Custom Code Policies
Create custom security rules in plain English using Custom Code Policies.
Custom Code Policies
DryRun Security's Custom Code Policies let you define and enforce security policies in your codebase using natural language instead of complex scripting or specialized rule languages. Rather than writing regex patterns or static analysis rules, you describe what you care about in plain English and the LLM reasons through the code to evaluate it.
The key advantage of Custom Code Policies is that they are agentic. The LLM does not simply pattern-match against your code. Instead, it reasons about the code in context. It can follow function calls, trace data flow, understand business logic, and make judgments that traditional static analysis tools cannot. This means your policies can go far beyond what is possible with grep-style rules or AST matchers.
Custom Code Policies can be laser-focused on a unique function or structure specific to your application. Because you control the context (through the Question, Background, and Guidance fields), you can guide the analysis to look exactly where it matters and reason about the patterns that are unique to your codebase.
When a pull request is opened, DryRun Security's Policy Enforcement Agent runs all configured Custom Code Policies for the repository. The Policy Enforcement Agent can run up to 7 code policies per repository. Results appear in the PR comment and in the GitHub Checks area, with the option to block merges when a policy has findings.
Use Cases
1. Identifying specific vulnerabilities unique to your codebase
Custom Code Policies can find security issues that generic scanners miss, including vulnerabilities tied to your application's specific architecture, patterns, or business logic. Because the LLM reasons through your code agenetically, it can identify risks that only make sense in the context of how your application actually works.
For example, a Custom Code Policy could detect an authentication bypass that only exists because of how your specific auth model chains middleware, or flag an injection risk in a custom query builder that is unique to your application. These are the kinds of vulnerabilities that generic scanners overlook because they lack the context of your particular codebase.
2. Monitoring for non-vulnerability changes
Custom Code Policies are not limited to security vulnerabilities. They can detect any type of change you want to monitor, including compliance checks, procedural guardrails, and architectural standards.
For example, you can create policies that detect when a regulated data model is modified, flag the use of deprecated internal APIs, or monitor for changes to configuration files that require a review process. This makes Custom Code Policies a flexible tool for enforcing organizational standards beyond traditional security scanning.
Creating a Policy
Using the AI Assistant
The AI assistant provides a chat interface where you simply explain the type of vulnerability or change you want to monitor for. The assistant will ask you clarifying questions to understand your intent and gather the context needed. When you're ready, tell it to create the policy and it will automatically fill out all the related fields for you. This is the recommended approach for most users.
Manual Creation
For users who prefer direct control over every field, policies can be created manually:
- Log in to the DryRun Security portal at https://app.dryrun.security.
- Navigate to the Code Policies section. You'll see a list of previously saved Code Policies.

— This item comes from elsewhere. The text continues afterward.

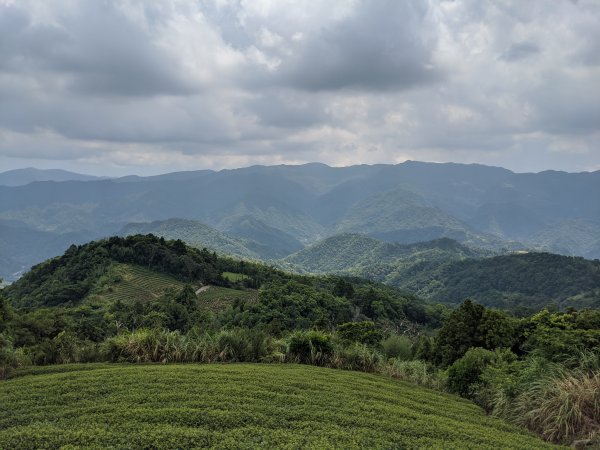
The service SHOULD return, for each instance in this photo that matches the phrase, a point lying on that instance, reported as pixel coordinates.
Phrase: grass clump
(238, 406)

- Click Add New Code Policy. You'll see the Code Policy Builder, which can be used to evaluate and save a Custom Code Policy.

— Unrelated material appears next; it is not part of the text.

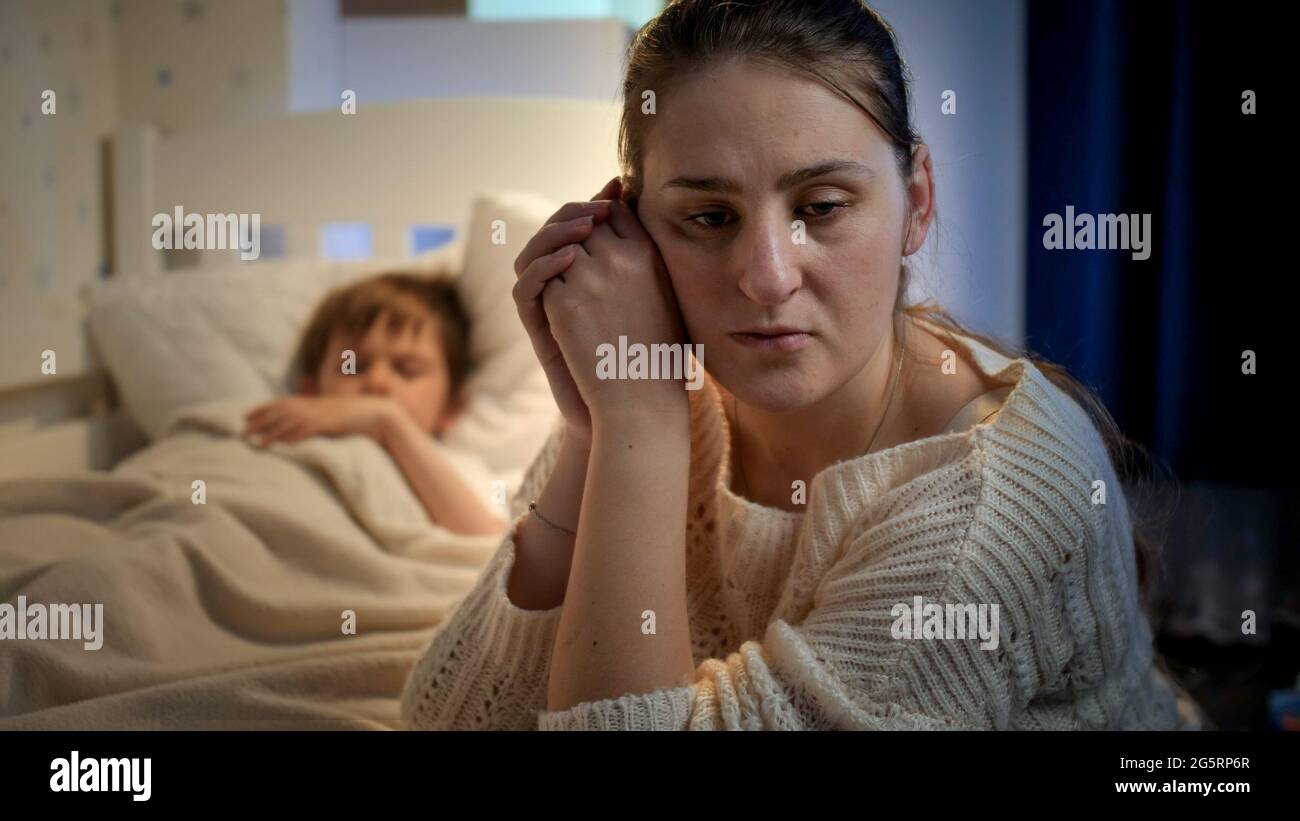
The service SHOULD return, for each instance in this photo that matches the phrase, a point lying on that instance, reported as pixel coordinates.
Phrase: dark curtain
(1136, 108)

- Enter a Name for the policy.
- Choose a Repository and Pull Request to evaluate.
- Enter the Custom Code Policy details:
- Question (required): A natural language question that identifies whether a specific change relates to the policy. For example, "Does this change expose any sensitive data?"
- Background (optional): Background information or examples that may be used to refine the evaluation. For example, "We are concerned about..."

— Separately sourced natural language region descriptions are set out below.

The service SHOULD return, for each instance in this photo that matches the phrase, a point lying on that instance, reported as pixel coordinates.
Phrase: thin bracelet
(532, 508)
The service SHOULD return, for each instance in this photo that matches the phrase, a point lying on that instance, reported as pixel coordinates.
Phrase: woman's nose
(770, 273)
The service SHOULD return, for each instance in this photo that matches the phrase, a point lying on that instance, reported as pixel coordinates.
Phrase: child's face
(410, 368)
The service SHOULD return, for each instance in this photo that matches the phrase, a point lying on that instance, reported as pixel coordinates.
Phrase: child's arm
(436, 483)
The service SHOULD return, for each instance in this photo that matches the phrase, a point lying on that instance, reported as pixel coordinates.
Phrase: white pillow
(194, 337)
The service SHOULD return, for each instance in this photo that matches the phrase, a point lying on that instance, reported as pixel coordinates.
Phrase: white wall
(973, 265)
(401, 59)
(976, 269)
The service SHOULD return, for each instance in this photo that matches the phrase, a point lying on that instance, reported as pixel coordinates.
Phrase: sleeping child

- Guidance (optional): Additional information on actions to take when the policy condition is met.
- Click Run to see the results of the Code Policy evaluation.
- Once the policy is returning expected results, click Save to save it for use in a Repository configuration.
To apply the Code Policy to one or more repositories, click Configure and follow the steps in Configure Repositories.
Field Usage
Question
The question field is the prompt given to the LLM that triggers it to begin investigating for the vulnerability. This field should contain a series of things you want the model to check for or validate against. Think of it as the investigation directive: it should be specific enough to focus the analysis but broad enough to cover the relevant variations of the issue you want to catch.
Background
The background field provides context that loads alongside the question, giving the LLM the background information it needs to properly assess the code it is reviewing for this vulnerability type. Use this field to provide factual details about your app’s function, architecture, authentication handling, data flow, or other dynamics. Do not tell the LLM what you want it to do here. Just provide factual details about your application so the model has the context it needs to make accurate assessments.
Guidance
The guidance field contains the instructions that the LLM will deliver to your development team when a vulnerability is identified by the code policy. This text appears as a comment in your SCM (GitHub, GitLab, etc.) on the relevant PR, so it should be written as actionable remediation instructions, telling developers exactly what to fix and how.